Edge Query Model
DataWave’s edge schema is generic and allows for several optional attributes to be appended to the standard vertex pair. For this reason, DataWave allows the field names that are assigned to the components of the edge schema to be overridden at web service build/deploy time, in order to satisfy local preferences.
For example, the default query model for DataWave’s edge table is defined by the edge.model.base.map property…

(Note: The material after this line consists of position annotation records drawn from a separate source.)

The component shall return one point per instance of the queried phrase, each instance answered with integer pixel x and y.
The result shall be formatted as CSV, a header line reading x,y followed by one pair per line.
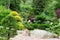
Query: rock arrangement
x,y
42,34
34,35
38,33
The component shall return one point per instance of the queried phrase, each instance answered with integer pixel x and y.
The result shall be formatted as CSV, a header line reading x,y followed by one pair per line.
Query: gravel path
x,y
23,37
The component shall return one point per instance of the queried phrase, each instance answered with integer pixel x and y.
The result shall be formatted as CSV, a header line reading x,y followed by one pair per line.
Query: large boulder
x,y
42,34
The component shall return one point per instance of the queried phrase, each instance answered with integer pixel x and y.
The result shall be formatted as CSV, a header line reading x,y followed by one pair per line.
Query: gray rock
x,y
42,34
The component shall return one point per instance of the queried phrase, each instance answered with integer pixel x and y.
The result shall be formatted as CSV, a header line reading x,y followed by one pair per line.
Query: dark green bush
x,y
10,24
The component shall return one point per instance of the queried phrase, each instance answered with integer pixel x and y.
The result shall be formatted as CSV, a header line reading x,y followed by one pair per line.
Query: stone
x,y
42,34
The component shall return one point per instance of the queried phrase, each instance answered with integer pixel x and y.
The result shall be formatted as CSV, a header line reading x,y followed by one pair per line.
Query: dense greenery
x,y
16,14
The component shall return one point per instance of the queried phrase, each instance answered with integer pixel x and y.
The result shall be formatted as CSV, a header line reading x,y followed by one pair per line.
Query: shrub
x,y
3,12
9,23
14,13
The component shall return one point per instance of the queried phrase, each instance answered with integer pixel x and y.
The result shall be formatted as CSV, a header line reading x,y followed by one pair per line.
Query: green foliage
x,y
3,12
11,27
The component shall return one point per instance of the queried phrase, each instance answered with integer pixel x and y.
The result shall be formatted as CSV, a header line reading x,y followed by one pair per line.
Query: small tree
x,y
9,23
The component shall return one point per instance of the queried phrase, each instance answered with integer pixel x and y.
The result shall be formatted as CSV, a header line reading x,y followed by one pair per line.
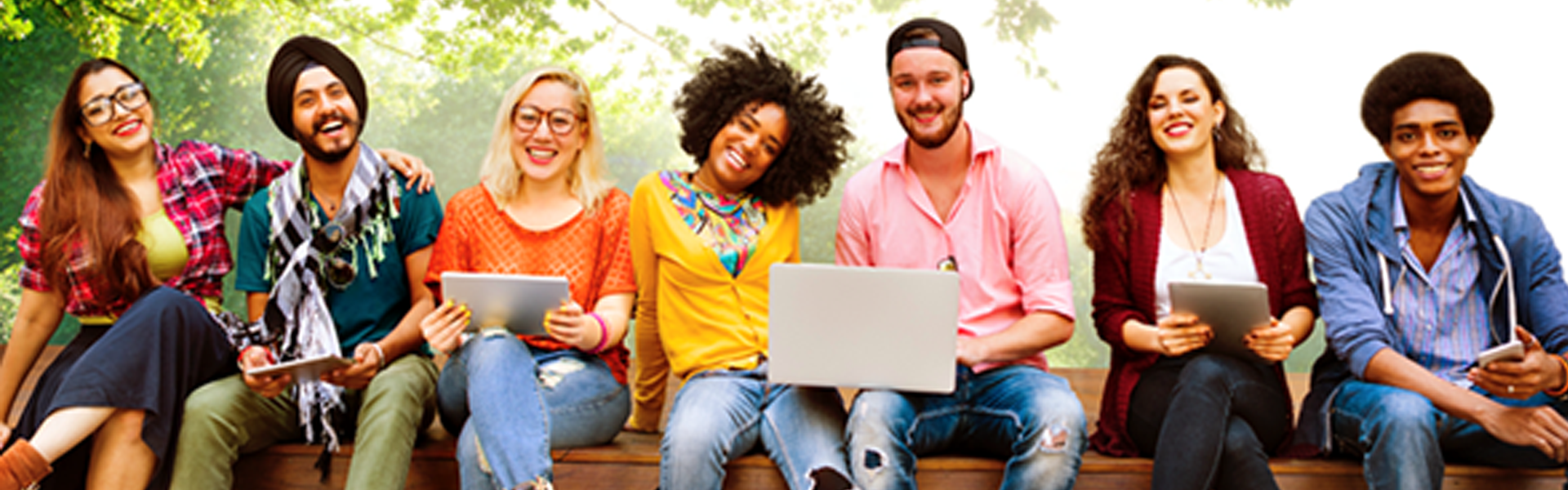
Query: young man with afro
x,y
1419,270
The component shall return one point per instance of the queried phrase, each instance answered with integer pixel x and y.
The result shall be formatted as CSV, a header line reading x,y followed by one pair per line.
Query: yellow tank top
x,y
165,245
167,253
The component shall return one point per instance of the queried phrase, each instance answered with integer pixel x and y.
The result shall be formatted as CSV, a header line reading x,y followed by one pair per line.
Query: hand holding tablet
x,y
516,302
1232,310
303,369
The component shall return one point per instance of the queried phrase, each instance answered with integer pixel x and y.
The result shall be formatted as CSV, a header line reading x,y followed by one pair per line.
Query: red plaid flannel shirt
x,y
198,183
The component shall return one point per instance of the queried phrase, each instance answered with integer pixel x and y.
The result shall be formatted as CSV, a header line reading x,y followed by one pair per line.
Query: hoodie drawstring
x,y
1508,275
1388,292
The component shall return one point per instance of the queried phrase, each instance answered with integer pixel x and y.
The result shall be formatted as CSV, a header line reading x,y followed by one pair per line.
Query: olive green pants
x,y
225,420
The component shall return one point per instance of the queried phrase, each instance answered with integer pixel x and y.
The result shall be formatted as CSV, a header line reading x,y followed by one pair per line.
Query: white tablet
x,y
305,369
511,301
1233,310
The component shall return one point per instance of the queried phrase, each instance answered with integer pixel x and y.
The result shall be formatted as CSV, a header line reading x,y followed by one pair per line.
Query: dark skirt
x,y
156,354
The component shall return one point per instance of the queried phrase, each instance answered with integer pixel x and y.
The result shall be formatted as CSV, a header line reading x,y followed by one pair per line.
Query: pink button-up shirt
x,y
1004,233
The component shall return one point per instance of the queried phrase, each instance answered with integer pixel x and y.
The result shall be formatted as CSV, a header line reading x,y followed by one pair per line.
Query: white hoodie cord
x,y
1388,292
1508,275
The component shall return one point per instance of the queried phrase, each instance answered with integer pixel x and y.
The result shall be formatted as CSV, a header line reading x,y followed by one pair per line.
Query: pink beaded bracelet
x,y
604,333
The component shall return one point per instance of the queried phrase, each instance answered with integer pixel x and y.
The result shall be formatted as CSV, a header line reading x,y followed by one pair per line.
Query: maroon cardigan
x,y
1125,283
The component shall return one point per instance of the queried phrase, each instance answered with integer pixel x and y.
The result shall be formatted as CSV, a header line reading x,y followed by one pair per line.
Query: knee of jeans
x,y
1058,428
693,439
1211,368
1242,442
1401,412
828,478
874,412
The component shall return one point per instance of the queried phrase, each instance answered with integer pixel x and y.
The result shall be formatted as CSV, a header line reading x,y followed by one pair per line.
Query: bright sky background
x,y
1297,76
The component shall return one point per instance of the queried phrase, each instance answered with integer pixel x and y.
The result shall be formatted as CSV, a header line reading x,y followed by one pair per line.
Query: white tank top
x,y
1230,260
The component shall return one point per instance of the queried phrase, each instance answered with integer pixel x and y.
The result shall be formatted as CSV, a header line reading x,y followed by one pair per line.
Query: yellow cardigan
x,y
692,314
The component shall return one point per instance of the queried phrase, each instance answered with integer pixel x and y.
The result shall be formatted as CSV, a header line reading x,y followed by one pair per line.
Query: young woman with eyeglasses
x,y
545,206
126,234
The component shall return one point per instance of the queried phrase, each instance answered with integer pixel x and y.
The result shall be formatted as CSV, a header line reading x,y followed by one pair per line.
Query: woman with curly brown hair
x,y
765,140
1179,148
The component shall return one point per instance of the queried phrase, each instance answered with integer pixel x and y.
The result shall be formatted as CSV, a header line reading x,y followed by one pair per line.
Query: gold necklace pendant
x,y
1198,272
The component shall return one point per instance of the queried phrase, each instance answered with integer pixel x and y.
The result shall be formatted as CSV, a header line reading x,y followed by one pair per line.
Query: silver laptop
x,y
511,301
862,327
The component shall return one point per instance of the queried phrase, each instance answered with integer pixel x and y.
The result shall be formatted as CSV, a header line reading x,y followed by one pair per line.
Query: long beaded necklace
x,y
1201,247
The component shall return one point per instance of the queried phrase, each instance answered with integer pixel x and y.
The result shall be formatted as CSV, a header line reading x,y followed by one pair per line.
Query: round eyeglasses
x,y
528,120
100,109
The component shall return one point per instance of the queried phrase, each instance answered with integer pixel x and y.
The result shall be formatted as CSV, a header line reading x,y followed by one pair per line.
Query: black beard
x,y
308,143
941,139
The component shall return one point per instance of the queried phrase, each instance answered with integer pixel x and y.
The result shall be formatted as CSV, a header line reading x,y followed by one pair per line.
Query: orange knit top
x,y
590,250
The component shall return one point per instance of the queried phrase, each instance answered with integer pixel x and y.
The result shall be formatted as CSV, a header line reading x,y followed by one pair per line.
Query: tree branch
x,y
364,35
127,18
673,54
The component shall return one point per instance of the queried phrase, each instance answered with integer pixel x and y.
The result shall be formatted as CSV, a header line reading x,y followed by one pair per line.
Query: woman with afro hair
x,y
765,140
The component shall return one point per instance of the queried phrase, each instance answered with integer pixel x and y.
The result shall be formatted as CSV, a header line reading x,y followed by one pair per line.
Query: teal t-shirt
x,y
368,310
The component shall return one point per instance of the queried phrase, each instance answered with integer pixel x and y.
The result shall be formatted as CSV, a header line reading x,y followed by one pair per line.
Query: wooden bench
x,y
632,462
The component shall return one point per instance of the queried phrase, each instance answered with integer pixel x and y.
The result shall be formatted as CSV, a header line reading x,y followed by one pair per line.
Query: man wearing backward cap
x,y
987,214
332,256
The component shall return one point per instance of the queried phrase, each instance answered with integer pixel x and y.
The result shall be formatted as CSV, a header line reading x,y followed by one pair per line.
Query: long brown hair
x,y
87,212
1133,161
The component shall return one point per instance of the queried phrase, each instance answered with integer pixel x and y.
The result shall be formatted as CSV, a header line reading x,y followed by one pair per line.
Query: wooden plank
x,y
632,459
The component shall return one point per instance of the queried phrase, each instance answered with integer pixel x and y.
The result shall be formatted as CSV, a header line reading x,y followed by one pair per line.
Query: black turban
x,y
295,57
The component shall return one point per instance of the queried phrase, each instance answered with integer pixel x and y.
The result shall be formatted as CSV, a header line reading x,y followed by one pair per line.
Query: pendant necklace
x,y
1208,224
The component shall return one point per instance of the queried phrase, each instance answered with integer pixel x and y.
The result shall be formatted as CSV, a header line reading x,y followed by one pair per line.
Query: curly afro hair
x,y
733,81
1424,76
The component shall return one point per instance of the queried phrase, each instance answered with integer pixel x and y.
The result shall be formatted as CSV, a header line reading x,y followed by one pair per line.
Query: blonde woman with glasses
x,y
543,207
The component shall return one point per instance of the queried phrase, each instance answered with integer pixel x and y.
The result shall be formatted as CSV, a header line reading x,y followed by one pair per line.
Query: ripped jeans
x,y
507,421
1019,413
722,415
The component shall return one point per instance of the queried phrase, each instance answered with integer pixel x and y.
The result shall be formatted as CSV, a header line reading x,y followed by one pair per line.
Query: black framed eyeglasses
x,y
100,109
528,120
336,261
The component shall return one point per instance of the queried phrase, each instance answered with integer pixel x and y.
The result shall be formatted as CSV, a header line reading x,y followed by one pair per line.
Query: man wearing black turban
x,y
333,258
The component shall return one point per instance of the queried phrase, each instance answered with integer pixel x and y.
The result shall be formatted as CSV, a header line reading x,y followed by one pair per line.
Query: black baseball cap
x,y
947,40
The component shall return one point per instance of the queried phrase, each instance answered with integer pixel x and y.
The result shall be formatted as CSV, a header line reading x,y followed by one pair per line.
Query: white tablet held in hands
x,y
305,369
511,301
1233,310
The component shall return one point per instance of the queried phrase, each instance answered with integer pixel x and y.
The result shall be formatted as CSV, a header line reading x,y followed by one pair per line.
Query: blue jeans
x,y
510,404
1404,439
1209,421
722,415
1019,413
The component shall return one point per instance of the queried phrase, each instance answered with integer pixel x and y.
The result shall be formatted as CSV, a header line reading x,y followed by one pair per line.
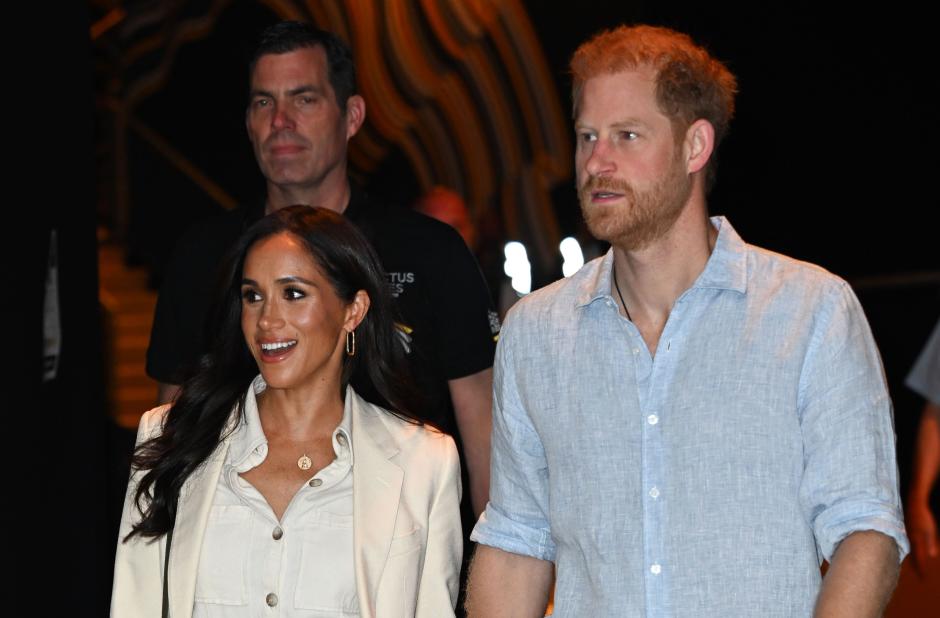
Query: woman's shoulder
x,y
409,434
151,422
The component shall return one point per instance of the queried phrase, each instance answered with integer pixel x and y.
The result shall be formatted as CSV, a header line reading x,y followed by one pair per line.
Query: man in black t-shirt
x,y
302,111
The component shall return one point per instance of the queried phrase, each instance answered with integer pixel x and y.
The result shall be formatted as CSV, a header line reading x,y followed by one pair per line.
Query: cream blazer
x,y
407,534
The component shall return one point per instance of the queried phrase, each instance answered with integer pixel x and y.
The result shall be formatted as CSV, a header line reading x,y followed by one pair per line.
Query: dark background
x,y
831,159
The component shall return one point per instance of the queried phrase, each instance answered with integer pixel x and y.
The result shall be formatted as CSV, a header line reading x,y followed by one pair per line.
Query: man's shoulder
x,y
390,218
561,298
770,268
216,231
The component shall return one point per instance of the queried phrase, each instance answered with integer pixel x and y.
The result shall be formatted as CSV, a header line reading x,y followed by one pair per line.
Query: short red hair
x,y
690,84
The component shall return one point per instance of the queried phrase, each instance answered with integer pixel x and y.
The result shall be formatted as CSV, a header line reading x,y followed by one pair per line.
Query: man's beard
x,y
641,217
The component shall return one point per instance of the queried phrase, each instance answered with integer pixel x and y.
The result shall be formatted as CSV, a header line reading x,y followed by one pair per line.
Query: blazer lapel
x,y
376,492
192,516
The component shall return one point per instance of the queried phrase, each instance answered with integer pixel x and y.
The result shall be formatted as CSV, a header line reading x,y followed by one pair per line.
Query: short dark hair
x,y
287,36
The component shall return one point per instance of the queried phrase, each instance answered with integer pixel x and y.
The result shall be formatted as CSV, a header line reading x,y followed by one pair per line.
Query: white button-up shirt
x,y
251,564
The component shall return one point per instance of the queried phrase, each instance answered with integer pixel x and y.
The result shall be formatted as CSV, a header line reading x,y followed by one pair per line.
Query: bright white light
x,y
517,267
574,258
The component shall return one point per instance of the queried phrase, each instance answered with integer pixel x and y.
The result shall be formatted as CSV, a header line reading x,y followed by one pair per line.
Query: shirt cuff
x,y
841,522
497,530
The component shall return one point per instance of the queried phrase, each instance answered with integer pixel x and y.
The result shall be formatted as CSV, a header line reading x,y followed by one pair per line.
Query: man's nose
x,y
599,162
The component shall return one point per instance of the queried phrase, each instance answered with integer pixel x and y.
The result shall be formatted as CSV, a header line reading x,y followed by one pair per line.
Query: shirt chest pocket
x,y
224,557
327,578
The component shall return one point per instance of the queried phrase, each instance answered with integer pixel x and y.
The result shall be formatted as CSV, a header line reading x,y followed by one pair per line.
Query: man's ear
x,y
355,115
699,144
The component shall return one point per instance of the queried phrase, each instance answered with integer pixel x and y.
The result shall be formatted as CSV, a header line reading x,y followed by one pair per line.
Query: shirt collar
x,y
725,269
248,438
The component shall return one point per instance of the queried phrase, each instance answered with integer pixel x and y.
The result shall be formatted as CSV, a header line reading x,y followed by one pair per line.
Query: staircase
x,y
128,306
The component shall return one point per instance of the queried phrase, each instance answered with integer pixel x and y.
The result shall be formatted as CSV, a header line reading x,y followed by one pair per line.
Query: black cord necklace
x,y
622,302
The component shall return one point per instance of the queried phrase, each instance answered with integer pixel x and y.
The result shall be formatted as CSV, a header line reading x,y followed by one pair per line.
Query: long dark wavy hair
x,y
201,414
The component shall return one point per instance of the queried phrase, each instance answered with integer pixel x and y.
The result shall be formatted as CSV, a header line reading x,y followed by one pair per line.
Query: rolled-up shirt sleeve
x,y
850,476
516,517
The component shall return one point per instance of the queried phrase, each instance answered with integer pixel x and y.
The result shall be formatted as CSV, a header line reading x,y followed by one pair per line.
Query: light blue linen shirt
x,y
711,479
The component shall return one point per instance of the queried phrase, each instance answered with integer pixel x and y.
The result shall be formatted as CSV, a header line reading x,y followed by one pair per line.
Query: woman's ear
x,y
356,310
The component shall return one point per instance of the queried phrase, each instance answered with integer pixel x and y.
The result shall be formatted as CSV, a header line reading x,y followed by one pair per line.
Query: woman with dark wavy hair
x,y
270,484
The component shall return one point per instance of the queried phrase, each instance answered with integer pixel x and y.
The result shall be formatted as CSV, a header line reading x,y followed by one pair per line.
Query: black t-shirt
x,y
440,292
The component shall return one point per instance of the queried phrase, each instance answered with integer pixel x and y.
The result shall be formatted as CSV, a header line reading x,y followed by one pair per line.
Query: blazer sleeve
x,y
437,589
137,590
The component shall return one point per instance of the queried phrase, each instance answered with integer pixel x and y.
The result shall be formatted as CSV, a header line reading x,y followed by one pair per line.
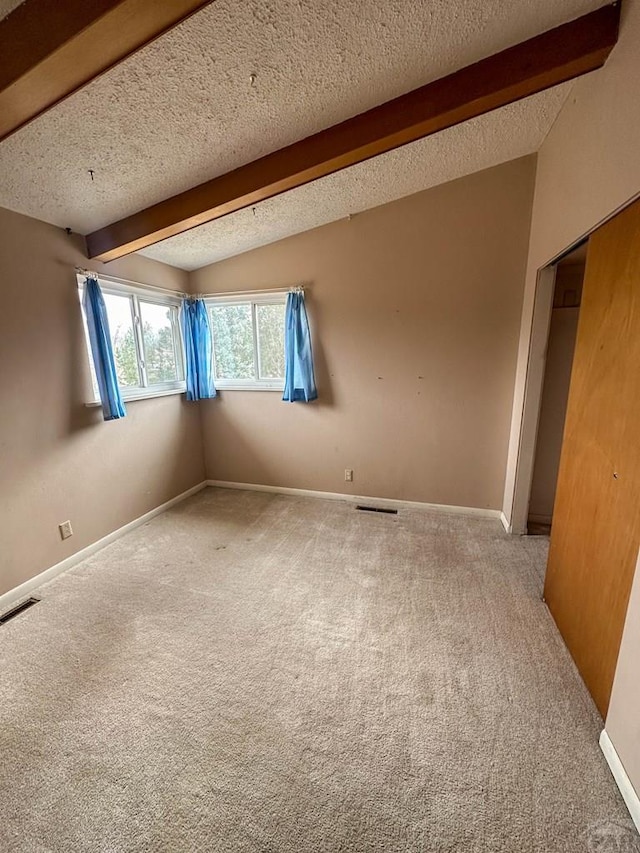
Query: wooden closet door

# From DW_SOURCE/properties/default.properties...
...
# The keys in the map below are used internally by DataWave's query code. Their associated
# values denote the field names known to users and may be used in query expressions
edge.model.base.map= \
\n <util:map id="baseFieldMap" key-type="java.lang.String" value-type="java.lang.String"> \
\n <entry key="EDGE_SOURCE" value="SOURCE" /> \
\n <entry key="EDGE_SINK" value="SINK"/> \
\n <entry key="EDGE_TYPE" value="TYPE"/> \
\n <entry key="EDGE_RELATIONSHIP" value="RELATION"/> \
\n <entry key="EDGE_ATTRIBUTE1" value="ATTRIBUTE1"/> \
\n <entry key="EDGE_ATTRIBUTE2" value="ATTRIBUTE2"/> \
\n <entry key="EDGE_ATTRIBUTE3" value="ATTRIBUTE3"/> \
\n <entry key="DATE" value="DATE"/> \
\n <entry key="STATS_EDGE" value="STATS_TYPE"/> \
\n </util:map>
...
Edge Query Examples
The following examples are intended to demonstrate edge query expressions only. Query API usage is beyond the scope of this example. Therefore, it is left to the user to perform next and close operations on the queries below and to inspect underlying curl commands if needed, as demonstrated in the previous exercise.
These queries should yield results within your quickstart environment, assuming that you’ve completed the quickstart installation and also the ingest exercise to load additional TVMAZE-API data.
# Get all actors known to have costarred in TV shows with Kevin Bacon, i.e., all edges where
# the 'SOURCE' value is 'Kevin Bacon' and the 'SINK' value will be the name of a costar...
$ datawaveQuery --logic EdgeQuery --syntax JEXL --param "stats=false" \
--query "SOURCE == 'kevin bacon' && TYPE == 'TV_COSTARS'"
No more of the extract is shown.